Sentence-fixing for price-fixing

A recent prosecution of price-fixing “criminals” has resulted in some sort of landmark decision whereby the US and the UK will cooperate to a far greater degree than in the past in ensuring that the criminals receive a sentence, whether served in the UK or the US, at least equal to that they would receive in the US. Hmmm. Here’s the passage in the FT describing the result:

Under the deal, people familiar with the matter say, the men would be returned to London next week, where they would plead guilty to price-fixing. They would serve their jail time in the UK as long as the sentence imposed by the English courts was at least equal to the one the US authorities have in mind. If it is not, the US authorities would reserve the right to extradite the men back to the US.

The crime these men committed? “The US authorities allege the three were part of a conspiracy to fix the prices of hundreds of millions of dollars of marine hoses used to transfer oil between tankers and storage facilities.”

What exactly is price fixing?

According to wikipedia (no more authoritative than any other, just today’s convenient source, and the definition is not particularly controversial, now, is it?), it is “an agreement between business competitors to sell the same product or service at the same price. In general, it is an agreement intended to ultimately push the price of a product as high as possible…”

So here we have a case where businesses that are supposed to be competitive are instead being cooperative. And that’s been defined as a bad thing, punishable by fines and prison sentences.
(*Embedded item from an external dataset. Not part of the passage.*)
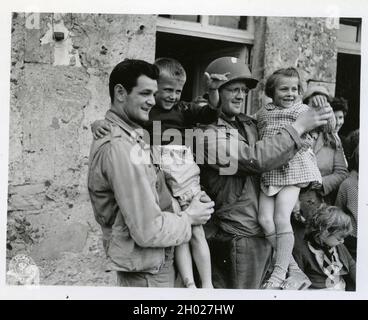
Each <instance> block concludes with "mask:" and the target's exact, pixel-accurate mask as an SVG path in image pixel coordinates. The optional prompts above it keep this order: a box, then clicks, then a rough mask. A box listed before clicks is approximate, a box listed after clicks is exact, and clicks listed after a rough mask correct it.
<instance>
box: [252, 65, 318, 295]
mask: <svg viewBox="0 0 368 320" xmlns="http://www.w3.org/2000/svg"><path fill="white" fill-rule="evenodd" d="M265 93H266V95H267V96H268V97H270V98H272V100H273V102H272V103H269V104H267V105H266V106H265V107H264V108H262V109H261V110H260V111H259V112H258V114H257V120H258V130H259V133H260V139H264V138H265V137H271V136H273V135H276V134H278V133H279V131H280V130H281V129H282V128H284V127H285V126H286V125H288V124H291V123H293V122H294V121H295V120H296V119H297V117H298V116H299V115H300V114H301V113H303V112H306V111H308V110H309V109H310V107H309V106H307V105H305V104H302V103H301V99H300V94H301V81H300V77H299V73H298V71H297V70H296V69H295V68H286V69H280V70H277V71H275V72H274V73H273V74H272V75H271V76H270V77H269V78H268V80H267V82H266V88H265ZM301 138H302V140H303V144H304V146H303V148H302V149H301V150H300V151H299V152H298V153H297V154H296V155H295V156H294V157H293V158H292V159H291V160H290V162H289V163H288V164H287V165H285V166H283V167H281V168H278V169H275V170H272V171H269V172H266V173H264V174H262V177H261V192H260V197H259V223H260V225H261V226H262V228H263V230H264V233H265V235H266V238H267V239H268V240H269V241H270V243H271V244H272V246H273V247H274V249H276V259H275V264H274V269H273V271H272V274H271V276H270V278H269V279H268V280H267V281H266V282H265V284H264V286H263V287H264V289H281V288H282V287H284V286H286V287H290V286H289V285H288V278H294V279H296V278H298V279H299V280H300V287H308V285H310V281H309V280H308V278H307V277H306V276H305V275H304V274H303V272H302V271H301V270H300V269H299V267H298V265H297V264H296V263H295V261H294V259H293V257H292V250H293V245H294V234H293V229H292V227H291V223H290V216H291V212H292V210H293V208H294V206H295V205H296V203H297V202H298V196H299V191H300V188H303V187H306V186H308V185H309V184H311V183H312V184H316V185H319V184H321V182H322V178H321V173H320V171H319V170H318V167H317V162H316V157H315V155H314V153H313V151H312V148H311V146H312V138H311V136H310V135H309V134H305V135H304V136H302V137H301ZM287 276H288V278H287Z"/></svg>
At the same time, the governments of the US and the UK are saying that they will cooperate on punishment of these crimes to ensure, no matter which country has primacy in trying and sentencing cases that involve activities or business in both countries, that those found guilty will receive a sentence as high as possible.

I can’t be the only one who sees this as sentence-fixing, can I? I just don’t understand why the prosecution can get away with this. I’ve always heard that the punishment should fit the crime, but I never heard it said that the punishment should bear the same faults as the crime itself. I guess that’s an eye for an eye, put into 21st century practice.

Not everything in life is a football match. Some things are made better through cooperation than through competition. I am not convinced that punishment is one of them.


One thought on “Sentence-fixing for price-fixing

  1. Keith, I couldn’t agree more with your article regarding this price-fixing case. The UK-US extradition treaty has allowed the US to take full advantage of British citizens despite their full co-operation throughout the case.
    The treaty has allowed sentence fixing to take place as you quite rightly point out and I feel this is unjust.
    Further to which, Peter Whittle was taken from Ford Prison in the UK by order of the Department of Justice to give evidence against others allegedly involved in the price fixing of marine hoses.
    He was shackled and escorted by marshals back to the US to give evidence on the 4th October. He has been put in a high security prison with no contact with his immediate family for 7 weeks!!! He was told prior to being taken that he would have contact with immediate family and that he would be back to the UK within 6 weeks.
    It is now nearly 4 weeks since the trial has finished and it seems there is no urgency to return him.
    The result of the trial was that both men were found not guilty and Peter Whittle was branded a liar and an unsuitable witness despite full cooperation throughout. It should also be noted that he was groomed prior to the case by the department of justice, is this not ‘evidence fixing’ as well?